Suppose $g\in V^0_{X,Y}.$ For every (finite) number $c$ define
$$g_c(y) = g(y) + cy.$$
These are all measurable functions and they are all in $V^0_{X,Y}$ because
$$E[Xg_c(Y)] = E[X(g(Y) + cY)] = E[Xg(Y)] + cE[XY]\tag{*}$$
is finite, being the sum of two finite values. Geometrically, this set of functions $$\langle g \rangle_Y = \{g_c\mid c\in\mathbb R\} = \{g(Y) + cY\mid c\in\mathbb R\}$$ is an affine line in $V^0_{X,Y}.$
Because $E[XY]\ne 0$ is finite,
$$c^*(g) = -E[Xg(Y)]\ /\ E[XY]$$
is defined, unique, and by $(*)$ assures
$$E[Xg_{c^*(g)}(Y)] = E[Xg(Y)] - \frac{E[Xg(Y)]}{E[XY]} E[XY] = 0.$$
Consequently,
when $E[XY]\ne 0$ is finite, every function $g$ in the punctured line $\{g_c\mid c\ne c^*(g)\}$ satisfies $E[Xg(Y)]\ne 0.$
This is a sketch of the vector space $V^0_{X,Y}.$ The identity function $\iota: y\to y$ is one of the vectors, shown as the red arrow. Some of the punctured lines parallel to $\iota$ are drawn for background. The set of "special" functions $g_{c^*(g)}$ for which $E[Xg_{c^*(g)}(Y)]=0$ has been removed, leaving the white trace. One random dot at the lower left represents a generic function $g.$ Its projection in the $\iota$ direction onto $g_{c^*(g)}$ is shown to its upper right.
In this picture of the situation,
the functions $g$ for which $E[Xg(Y)]\ne 0$ consist of all points not on the white curve.
The exact nature of the white curve depends on the joint distribution of the random variables $(X,Y).$ What we have seen is that it intersects each of the affine lines parallel to $\iota$ exactly once: they form a line bundle.
Finally, I haven't dealt with the possibility that $E[XY]$ is infinite. If there exists a nonzero measurable function $f$ for which $E[Xf(Y)]$ is finite and nonzero, we may employ $f$ in defining $g_c(y) = g(y) + cf(y)$ and proceed as before. Unfortunately, there needn't exist such an $h$ in general (although there usually is in any statistical application).

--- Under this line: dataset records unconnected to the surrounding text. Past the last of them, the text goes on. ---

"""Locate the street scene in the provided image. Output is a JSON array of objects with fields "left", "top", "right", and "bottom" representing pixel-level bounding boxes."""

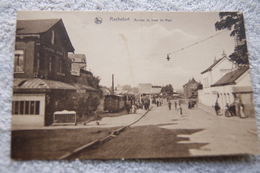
[{"left": 11, "top": 11, "right": 259, "bottom": 160}]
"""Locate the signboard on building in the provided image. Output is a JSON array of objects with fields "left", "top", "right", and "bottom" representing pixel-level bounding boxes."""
[
  {"left": 151, "top": 87, "right": 162, "bottom": 94},
  {"left": 138, "top": 83, "right": 152, "bottom": 93}
]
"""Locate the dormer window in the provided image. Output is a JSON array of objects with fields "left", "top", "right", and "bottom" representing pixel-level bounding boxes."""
[{"left": 51, "top": 30, "right": 55, "bottom": 45}]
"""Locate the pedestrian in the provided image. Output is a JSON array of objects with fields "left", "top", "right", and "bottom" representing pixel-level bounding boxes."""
[
  {"left": 188, "top": 101, "right": 191, "bottom": 109},
  {"left": 194, "top": 100, "right": 197, "bottom": 108},
  {"left": 126, "top": 103, "right": 131, "bottom": 114},
  {"left": 229, "top": 103, "right": 236, "bottom": 116},
  {"left": 168, "top": 100, "right": 172, "bottom": 110},
  {"left": 225, "top": 103, "right": 230, "bottom": 117},
  {"left": 174, "top": 101, "right": 177, "bottom": 110},
  {"left": 240, "top": 104, "right": 246, "bottom": 118},
  {"left": 234, "top": 97, "right": 242, "bottom": 117},
  {"left": 214, "top": 101, "right": 220, "bottom": 115},
  {"left": 177, "top": 103, "right": 182, "bottom": 115},
  {"left": 132, "top": 104, "right": 137, "bottom": 114}
]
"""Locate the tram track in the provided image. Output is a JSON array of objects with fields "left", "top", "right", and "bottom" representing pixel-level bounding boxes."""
[{"left": 58, "top": 106, "right": 153, "bottom": 160}]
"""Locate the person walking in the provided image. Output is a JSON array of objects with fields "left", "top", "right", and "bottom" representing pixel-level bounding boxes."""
[
  {"left": 214, "top": 101, "right": 220, "bottom": 115},
  {"left": 177, "top": 103, "right": 182, "bottom": 115},
  {"left": 168, "top": 100, "right": 172, "bottom": 110},
  {"left": 188, "top": 101, "right": 191, "bottom": 109},
  {"left": 174, "top": 101, "right": 177, "bottom": 110}
]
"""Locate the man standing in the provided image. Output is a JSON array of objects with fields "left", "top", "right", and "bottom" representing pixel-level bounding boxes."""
[
  {"left": 168, "top": 100, "right": 172, "bottom": 110},
  {"left": 174, "top": 101, "right": 177, "bottom": 110}
]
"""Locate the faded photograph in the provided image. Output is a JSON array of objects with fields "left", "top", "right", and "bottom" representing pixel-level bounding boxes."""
[{"left": 11, "top": 11, "right": 259, "bottom": 160}]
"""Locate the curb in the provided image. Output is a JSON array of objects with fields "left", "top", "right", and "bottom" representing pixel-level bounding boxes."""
[{"left": 58, "top": 107, "right": 153, "bottom": 160}]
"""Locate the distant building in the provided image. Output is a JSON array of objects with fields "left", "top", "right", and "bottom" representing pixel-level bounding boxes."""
[
  {"left": 151, "top": 86, "right": 162, "bottom": 95},
  {"left": 138, "top": 83, "right": 163, "bottom": 103},
  {"left": 183, "top": 78, "right": 200, "bottom": 99}
]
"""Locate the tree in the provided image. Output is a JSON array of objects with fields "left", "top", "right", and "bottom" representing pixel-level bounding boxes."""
[
  {"left": 87, "top": 75, "right": 101, "bottom": 89},
  {"left": 215, "top": 12, "right": 249, "bottom": 66},
  {"left": 161, "top": 84, "right": 173, "bottom": 96}
]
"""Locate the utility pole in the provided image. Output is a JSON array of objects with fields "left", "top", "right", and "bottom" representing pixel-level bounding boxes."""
[{"left": 112, "top": 74, "right": 114, "bottom": 95}]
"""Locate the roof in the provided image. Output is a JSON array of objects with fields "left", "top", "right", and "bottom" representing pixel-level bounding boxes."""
[
  {"left": 13, "top": 78, "right": 97, "bottom": 92},
  {"left": 201, "top": 58, "right": 224, "bottom": 74},
  {"left": 71, "top": 83, "right": 97, "bottom": 92},
  {"left": 233, "top": 86, "right": 253, "bottom": 93},
  {"left": 17, "top": 19, "right": 61, "bottom": 34},
  {"left": 16, "top": 19, "right": 74, "bottom": 52},
  {"left": 13, "top": 78, "right": 75, "bottom": 90},
  {"left": 211, "top": 66, "right": 249, "bottom": 87},
  {"left": 183, "top": 78, "right": 199, "bottom": 87}
]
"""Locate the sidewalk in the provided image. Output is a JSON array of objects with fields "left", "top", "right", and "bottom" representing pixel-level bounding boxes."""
[
  {"left": 197, "top": 103, "right": 256, "bottom": 123},
  {"left": 12, "top": 109, "right": 148, "bottom": 131}
]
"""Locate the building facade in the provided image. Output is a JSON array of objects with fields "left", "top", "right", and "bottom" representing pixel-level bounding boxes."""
[
  {"left": 198, "top": 53, "right": 235, "bottom": 107},
  {"left": 210, "top": 66, "right": 254, "bottom": 117},
  {"left": 12, "top": 19, "right": 99, "bottom": 127}
]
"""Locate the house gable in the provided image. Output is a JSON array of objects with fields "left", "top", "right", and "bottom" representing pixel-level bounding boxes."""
[{"left": 201, "top": 55, "right": 235, "bottom": 88}]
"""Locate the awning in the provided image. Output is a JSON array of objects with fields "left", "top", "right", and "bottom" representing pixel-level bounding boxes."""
[{"left": 233, "top": 86, "right": 253, "bottom": 93}]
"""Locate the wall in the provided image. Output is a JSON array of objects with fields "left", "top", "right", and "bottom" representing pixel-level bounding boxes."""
[{"left": 12, "top": 94, "right": 45, "bottom": 127}]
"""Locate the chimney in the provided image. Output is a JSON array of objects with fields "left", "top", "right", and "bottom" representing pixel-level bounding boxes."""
[{"left": 112, "top": 74, "right": 114, "bottom": 95}]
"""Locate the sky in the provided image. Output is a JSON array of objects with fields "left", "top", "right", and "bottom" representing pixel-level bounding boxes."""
[{"left": 17, "top": 11, "right": 235, "bottom": 90}]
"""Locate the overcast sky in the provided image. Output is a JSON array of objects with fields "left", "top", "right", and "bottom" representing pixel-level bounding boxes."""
[{"left": 17, "top": 11, "right": 235, "bottom": 89}]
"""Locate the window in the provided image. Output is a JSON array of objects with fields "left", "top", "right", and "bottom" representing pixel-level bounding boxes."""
[
  {"left": 59, "top": 59, "right": 63, "bottom": 73},
  {"left": 14, "top": 50, "right": 24, "bottom": 72},
  {"left": 49, "top": 57, "right": 52, "bottom": 72},
  {"left": 51, "top": 30, "right": 55, "bottom": 45},
  {"left": 12, "top": 101, "right": 40, "bottom": 115}
]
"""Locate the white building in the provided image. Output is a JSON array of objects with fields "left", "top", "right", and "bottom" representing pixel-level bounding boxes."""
[
  {"left": 210, "top": 66, "right": 254, "bottom": 117},
  {"left": 198, "top": 53, "right": 235, "bottom": 107}
]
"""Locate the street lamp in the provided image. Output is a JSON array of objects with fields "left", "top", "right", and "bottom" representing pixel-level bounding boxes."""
[{"left": 166, "top": 54, "right": 170, "bottom": 61}]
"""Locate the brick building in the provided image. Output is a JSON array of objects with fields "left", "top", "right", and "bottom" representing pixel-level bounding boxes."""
[
  {"left": 182, "top": 78, "right": 201, "bottom": 99},
  {"left": 12, "top": 19, "right": 98, "bottom": 127}
]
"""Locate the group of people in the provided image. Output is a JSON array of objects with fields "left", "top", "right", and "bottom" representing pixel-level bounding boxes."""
[
  {"left": 168, "top": 100, "right": 182, "bottom": 115},
  {"left": 142, "top": 99, "right": 150, "bottom": 110},
  {"left": 214, "top": 97, "right": 247, "bottom": 118},
  {"left": 188, "top": 100, "right": 197, "bottom": 109},
  {"left": 126, "top": 103, "right": 137, "bottom": 114}
]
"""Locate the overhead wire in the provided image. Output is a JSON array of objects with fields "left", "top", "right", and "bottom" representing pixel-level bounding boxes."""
[{"left": 167, "top": 30, "right": 228, "bottom": 56}]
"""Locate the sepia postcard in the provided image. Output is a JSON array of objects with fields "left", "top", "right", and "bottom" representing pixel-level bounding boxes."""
[{"left": 11, "top": 11, "right": 259, "bottom": 160}]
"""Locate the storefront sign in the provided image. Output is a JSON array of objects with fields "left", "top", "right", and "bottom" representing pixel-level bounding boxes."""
[
  {"left": 76, "top": 89, "right": 86, "bottom": 93},
  {"left": 43, "top": 45, "right": 64, "bottom": 57}
]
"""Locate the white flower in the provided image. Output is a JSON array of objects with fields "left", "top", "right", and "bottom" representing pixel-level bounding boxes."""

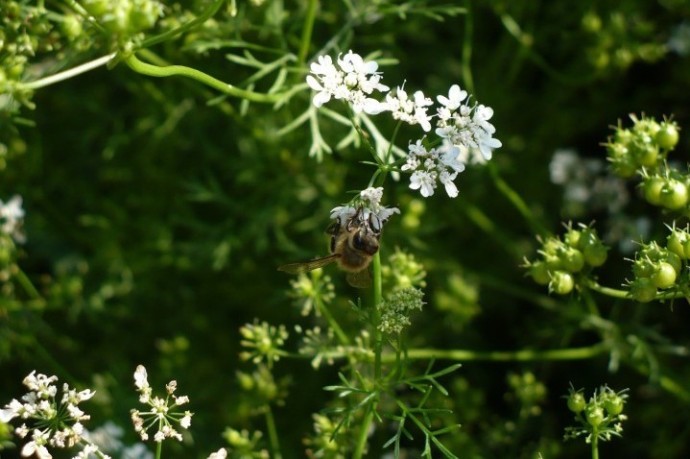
[
  {"left": 306, "top": 50, "right": 389, "bottom": 114},
  {"left": 382, "top": 87, "right": 433, "bottom": 131},
  {"left": 437, "top": 84, "right": 468, "bottom": 112},
  {"left": 22, "top": 430, "right": 51, "bottom": 459},
  {"left": 207, "top": 448, "right": 228, "bottom": 459},
  {"left": 409, "top": 170, "right": 437, "bottom": 197},
  {"left": 180, "top": 411, "right": 192, "bottom": 429},
  {"left": 434, "top": 85, "right": 501, "bottom": 163},
  {"left": 130, "top": 366, "right": 192, "bottom": 444},
  {"left": 330, "top": 188, "right": 399, "bottom": 230},
  {"left": 439, "top": 170, "right": 459, "bottom": 198},
  {"left": 360, "top": 187, "right": 384, "bottom": 206},
  {"left": 402, "top": 140, "right": 465, "bottom": 198},
  {"left": 0, "top": 195, "right": 26, "bottom": 243},
  {"left": 133, "top": 366, "right": 149, "bottom": 391},
  {"left": 1, "top": 399, "right": 23, "bottom": 422}
]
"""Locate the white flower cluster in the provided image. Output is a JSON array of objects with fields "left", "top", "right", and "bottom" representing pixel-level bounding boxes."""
[
  {"left": 402, "top": 139, "right": 465, "bottom": 198},
  {"left": 330, "top": 187, "right": 400, "bottom": 229},
  {"left": 306, "top": 51, "right": 502, "bottom": 198},
  {"left": 0, "top": 370, "right": 106, "bottom": 459},
  {"left": 306, "top": 51, "right": 389, "bottom": 114},
  {"left": 0, "top": 195, "right": 25, "bottom": 243},
  {"left": 130, "top": 365, "right": 193, "bottom": 443}
]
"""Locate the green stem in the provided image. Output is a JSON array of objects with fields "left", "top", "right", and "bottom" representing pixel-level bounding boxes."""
[
  {"left": 264, "top": 405, "right": 283, "bottom": 459},
  {"left": 298, "top": 0, "right": 318, "bottom": 64},
  {"left": 14, "top": 267, "right": 41, "bottom": 299},
  {"left": 21, "top": 53, "right": 116, "bottom": 90},
  {"left": 461, "top": 0, "right": 474, "bottom": 93},
  {"left": 155, "top": 440, "right": 162, "bottom": 459},
  {"left": 591, "top": 431, "right": 599, "bottom": 459},
  {"left": 315, "top": 295, "right": 350, "bottom": 346},
  {"left": 580, "top": 285, "right": 601, "bottom": 317},
  {"left": 122, "top": 53, "right": 282, "bottom": 103},
  {"left": 584, "top": 280, "right": 629, "bottom": 299},
  {"left": 372, "top": 252, "right": 383, "bottom": 380},
  {"left": 141, "top": 0, "right": 225, "bottom": 48},
  {"left": 488, "top": 162, "right": 550, "bottom": 237},
  {"left": 352, "top": 252, "right": 383, "bottom": 459},
  {"left": 353, "top": 404, "right": 375, "bottom": 459},
  {"left": 394, "top": 343, "right": 608, "bottom": 362}
]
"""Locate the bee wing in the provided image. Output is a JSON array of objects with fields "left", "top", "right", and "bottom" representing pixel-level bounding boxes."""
[
  {"left": 278, "top": 254, "right": 341, "bottom": 274},
  {"left": 346, "top": 269, "right": 372, "bottom": 289}
]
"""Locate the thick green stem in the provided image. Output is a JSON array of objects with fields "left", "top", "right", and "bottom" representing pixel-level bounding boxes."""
[
  {"left": 264, "top": 405, "right": 283, "bottom": 459},
  {"left": 122, "top": 53, "right": 281, "bottom": 103},
  {"left": 591, "top": 431, "right": 599, "bottom": 459},
  {"left": 298, "top": 0, "right": 318, "bottom": 64}
]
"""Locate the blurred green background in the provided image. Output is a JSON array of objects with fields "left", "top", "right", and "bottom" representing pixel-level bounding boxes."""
[{"left": 3, "top": 0, "right": 690, "bottom": 457}]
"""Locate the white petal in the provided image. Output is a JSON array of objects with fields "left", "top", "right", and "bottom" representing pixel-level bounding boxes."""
[
  {"left": 312, "top": 92, "right": 331, "bottom": 107},
  {"left": 305, "top": 75, "right": 323, "bottom": 91}
]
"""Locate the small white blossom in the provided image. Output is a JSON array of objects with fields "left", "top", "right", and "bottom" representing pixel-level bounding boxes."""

The assumptions $E[X] = 0 = E[Y]$ were never used. Unfortunately, they don't help us out of the problems with infinities: it is possible for these additional assumptions to hold, yet for $E[XY]$ to be infinite. For instance, let $X$ have a Student $t(3/2)$ distribution and $Y=X.$
As the comments pointed out, the degree of generality sought by the OP is quixotic.
Let $(X,Y)$ have a joint symmetric bivariate distribution in the sense that
$$(X, Y) \sim_d (-X, -Y).$$
This already implies $E(X) = E(Y) = 0$, and we assume also that $E(XY) \neq 0$.
Let $g(z) = z^k$, $k$ is an even number. Then (see https://stats.stackexchange.com/a/352218/28746)
$$E[Xg(Y)] = 0,\;\;\; \forall k.$$
So, no, eq. (1) of the OP cannot imply that this coproduct will have non-zero expected value for any $g$ (as the OP hoped for in a comment), since for this class of distributions and for this $g$ this expected value becomes zero.